Release Notes for NetarchiveSuite 3.4.2

This version of NetarchiveSuite was released on 2008-04-14.

New features since NetarchiveSuite 3.4.1

This is a bugfix release fixing the bug

[#1238] JMX connection to Heritrix fails immediately after Heritrix process being started

These bugs caused OutOfMemory exceptions on harvests the size of the full harvests of the Danish domain.

New features since NetarchiveSuite 3.4.0

This is a bugfix release fixing the bugs

[#1078] DeDuplikator index too large
[#1079] snap shot harvest not browsable due to large index

These bugs caused OutOfMemory exceptions on harvests the size of the full harvests of the Danish domain.

New features since NetarchiveSuite 3.2.*

General

We now have a publicly available SVN repository. See https://gforge.statsbiblioteket.dk/scm/?group_id=7.

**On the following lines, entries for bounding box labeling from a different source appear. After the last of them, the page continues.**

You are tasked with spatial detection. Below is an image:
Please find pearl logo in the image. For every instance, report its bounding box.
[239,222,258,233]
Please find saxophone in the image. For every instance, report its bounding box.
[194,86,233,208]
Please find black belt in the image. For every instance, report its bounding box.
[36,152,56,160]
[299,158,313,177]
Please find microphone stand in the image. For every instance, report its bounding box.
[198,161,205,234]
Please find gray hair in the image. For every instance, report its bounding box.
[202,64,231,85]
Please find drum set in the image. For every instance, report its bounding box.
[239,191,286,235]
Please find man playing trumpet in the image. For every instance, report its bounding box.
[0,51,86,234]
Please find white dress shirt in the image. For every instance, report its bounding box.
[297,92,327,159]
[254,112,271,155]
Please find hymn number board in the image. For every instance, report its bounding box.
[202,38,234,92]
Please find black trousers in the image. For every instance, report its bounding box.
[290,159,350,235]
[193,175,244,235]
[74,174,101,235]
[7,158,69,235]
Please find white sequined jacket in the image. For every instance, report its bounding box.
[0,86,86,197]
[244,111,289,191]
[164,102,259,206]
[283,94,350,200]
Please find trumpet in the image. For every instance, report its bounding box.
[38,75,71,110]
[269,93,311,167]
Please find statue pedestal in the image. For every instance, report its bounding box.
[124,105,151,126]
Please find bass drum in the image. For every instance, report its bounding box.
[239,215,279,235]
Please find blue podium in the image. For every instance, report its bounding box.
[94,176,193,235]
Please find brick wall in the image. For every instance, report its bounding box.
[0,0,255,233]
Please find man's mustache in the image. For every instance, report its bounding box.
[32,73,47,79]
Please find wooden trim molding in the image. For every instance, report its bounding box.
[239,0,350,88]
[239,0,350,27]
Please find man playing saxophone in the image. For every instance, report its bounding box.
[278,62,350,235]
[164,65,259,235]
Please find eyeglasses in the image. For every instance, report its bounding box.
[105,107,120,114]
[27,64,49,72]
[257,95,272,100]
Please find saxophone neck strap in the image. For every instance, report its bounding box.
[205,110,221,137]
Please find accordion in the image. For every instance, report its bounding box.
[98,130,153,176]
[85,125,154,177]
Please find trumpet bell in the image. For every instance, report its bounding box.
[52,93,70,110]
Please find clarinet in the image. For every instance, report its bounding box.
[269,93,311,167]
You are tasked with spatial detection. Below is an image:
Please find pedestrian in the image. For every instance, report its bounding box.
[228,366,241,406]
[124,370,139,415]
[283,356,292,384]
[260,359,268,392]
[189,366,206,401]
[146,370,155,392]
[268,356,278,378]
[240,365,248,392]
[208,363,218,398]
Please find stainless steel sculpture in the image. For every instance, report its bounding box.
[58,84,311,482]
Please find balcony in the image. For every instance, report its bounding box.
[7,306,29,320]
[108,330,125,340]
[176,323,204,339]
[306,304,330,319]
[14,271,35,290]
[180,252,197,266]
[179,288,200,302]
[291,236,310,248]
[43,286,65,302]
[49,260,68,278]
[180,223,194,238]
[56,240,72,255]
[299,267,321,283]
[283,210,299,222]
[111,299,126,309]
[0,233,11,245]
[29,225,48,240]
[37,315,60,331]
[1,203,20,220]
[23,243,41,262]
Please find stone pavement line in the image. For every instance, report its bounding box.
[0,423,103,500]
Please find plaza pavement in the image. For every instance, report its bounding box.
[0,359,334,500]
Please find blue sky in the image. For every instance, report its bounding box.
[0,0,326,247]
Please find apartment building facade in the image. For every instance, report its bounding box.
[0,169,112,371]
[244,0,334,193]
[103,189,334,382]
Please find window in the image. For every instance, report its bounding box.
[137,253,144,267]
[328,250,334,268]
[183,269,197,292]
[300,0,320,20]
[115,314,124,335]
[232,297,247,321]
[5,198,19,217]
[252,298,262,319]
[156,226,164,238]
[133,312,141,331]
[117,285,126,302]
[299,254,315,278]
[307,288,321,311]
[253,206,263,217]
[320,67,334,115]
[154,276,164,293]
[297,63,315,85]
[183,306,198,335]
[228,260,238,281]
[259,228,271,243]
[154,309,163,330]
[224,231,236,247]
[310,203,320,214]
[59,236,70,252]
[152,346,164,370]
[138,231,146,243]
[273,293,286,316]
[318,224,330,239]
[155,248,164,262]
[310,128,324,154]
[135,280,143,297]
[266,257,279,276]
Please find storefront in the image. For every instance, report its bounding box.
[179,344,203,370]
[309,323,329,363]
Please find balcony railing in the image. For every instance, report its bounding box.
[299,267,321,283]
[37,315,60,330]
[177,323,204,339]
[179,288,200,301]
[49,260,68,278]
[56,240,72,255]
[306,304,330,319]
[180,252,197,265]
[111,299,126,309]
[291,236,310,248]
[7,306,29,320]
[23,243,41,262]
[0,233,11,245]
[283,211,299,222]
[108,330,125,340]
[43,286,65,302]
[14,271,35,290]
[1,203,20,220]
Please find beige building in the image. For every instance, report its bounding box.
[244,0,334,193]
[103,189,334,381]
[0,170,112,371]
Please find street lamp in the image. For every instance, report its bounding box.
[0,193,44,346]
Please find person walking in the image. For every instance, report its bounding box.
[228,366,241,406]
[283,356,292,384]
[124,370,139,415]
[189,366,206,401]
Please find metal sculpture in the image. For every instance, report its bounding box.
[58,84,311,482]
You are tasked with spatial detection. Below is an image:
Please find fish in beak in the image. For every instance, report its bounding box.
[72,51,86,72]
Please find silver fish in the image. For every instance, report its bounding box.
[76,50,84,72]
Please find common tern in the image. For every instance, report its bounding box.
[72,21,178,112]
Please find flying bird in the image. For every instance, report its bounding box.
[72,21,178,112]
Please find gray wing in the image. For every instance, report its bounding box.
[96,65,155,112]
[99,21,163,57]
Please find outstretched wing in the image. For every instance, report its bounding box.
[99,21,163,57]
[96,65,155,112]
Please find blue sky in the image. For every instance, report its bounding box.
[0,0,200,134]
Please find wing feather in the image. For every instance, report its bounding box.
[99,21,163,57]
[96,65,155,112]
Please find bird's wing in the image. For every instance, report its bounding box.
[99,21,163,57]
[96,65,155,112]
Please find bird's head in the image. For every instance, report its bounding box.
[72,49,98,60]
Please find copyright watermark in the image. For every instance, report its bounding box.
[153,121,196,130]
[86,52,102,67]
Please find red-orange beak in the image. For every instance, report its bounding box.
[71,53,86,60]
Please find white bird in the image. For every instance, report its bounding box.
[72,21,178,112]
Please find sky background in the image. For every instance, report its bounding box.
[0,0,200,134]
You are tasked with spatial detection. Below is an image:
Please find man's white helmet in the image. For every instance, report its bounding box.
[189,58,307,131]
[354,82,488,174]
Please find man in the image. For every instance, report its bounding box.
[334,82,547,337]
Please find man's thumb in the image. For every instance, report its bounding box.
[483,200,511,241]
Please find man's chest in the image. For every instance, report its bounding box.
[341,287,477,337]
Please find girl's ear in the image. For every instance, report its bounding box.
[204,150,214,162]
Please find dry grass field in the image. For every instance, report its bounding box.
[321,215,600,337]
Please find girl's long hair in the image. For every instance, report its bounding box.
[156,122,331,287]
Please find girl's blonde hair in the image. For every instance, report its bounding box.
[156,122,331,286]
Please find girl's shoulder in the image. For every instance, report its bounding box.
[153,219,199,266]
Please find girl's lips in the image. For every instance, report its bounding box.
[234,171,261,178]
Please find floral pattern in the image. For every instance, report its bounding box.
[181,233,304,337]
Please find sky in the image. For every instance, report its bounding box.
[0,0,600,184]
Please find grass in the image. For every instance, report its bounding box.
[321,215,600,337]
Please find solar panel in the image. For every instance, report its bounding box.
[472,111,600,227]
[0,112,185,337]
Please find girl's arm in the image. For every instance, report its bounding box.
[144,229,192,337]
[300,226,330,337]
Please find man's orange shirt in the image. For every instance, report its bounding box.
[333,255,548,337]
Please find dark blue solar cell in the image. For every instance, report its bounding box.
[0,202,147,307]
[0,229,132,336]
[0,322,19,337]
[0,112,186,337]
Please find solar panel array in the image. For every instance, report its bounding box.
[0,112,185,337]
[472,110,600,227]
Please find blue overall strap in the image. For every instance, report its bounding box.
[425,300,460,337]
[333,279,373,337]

We also have a public tracking system available at the GForge site. Here you can browse known bugs and feature requests, as well as report new bugs or request new features. You can also submit patches for the NetarchiveSuite code. See https://gforge.statsbiblioteket.dk/tracker/index.php?group_id=7

We also have three mailing lists available. The netarchivesuite-announce list is low traffic announcement of new releases. The netarchivesuite-users list is a list for general discussion. The developers are active on this list, and feedback and comments is very welcome. Finally there is a mailing list where all commits to our repository are automatically reported. This third list is somewhat high volume and of interest for developers only. See https://gforge.statsbiblioteket.dk/mail/?group_id=7

Common Module

New secure remotefile implementation

A new remote file implementation using secure https ha sbeen added. To use it, set your remote file settings in settings.xml as follows:

<common>
  ...
  <remoteFile xsi:type="httpsremotefile">
    <!-- The class to use for RemoteFile objects. -->
    <class>dk.netarkivet.common.distribute.HTTPSRemoteFile</class>
    <!-- The port for the remote file transfers -->
    <port>8300</port>
    <!-- The keystore -->
    <certificateKeyStore>path/to/keystore</certificateKeyStore>
    <!-- The keystore passwd -->
    <certificateKeyStorePassword>testpass</certificateKeyStorePassword>
    <!-- The key password-->
    <certificatePassword>testpass2</certificatePassword>
  </remoteFile>
</common>

The keystore file must contain a certificate with the given passwords.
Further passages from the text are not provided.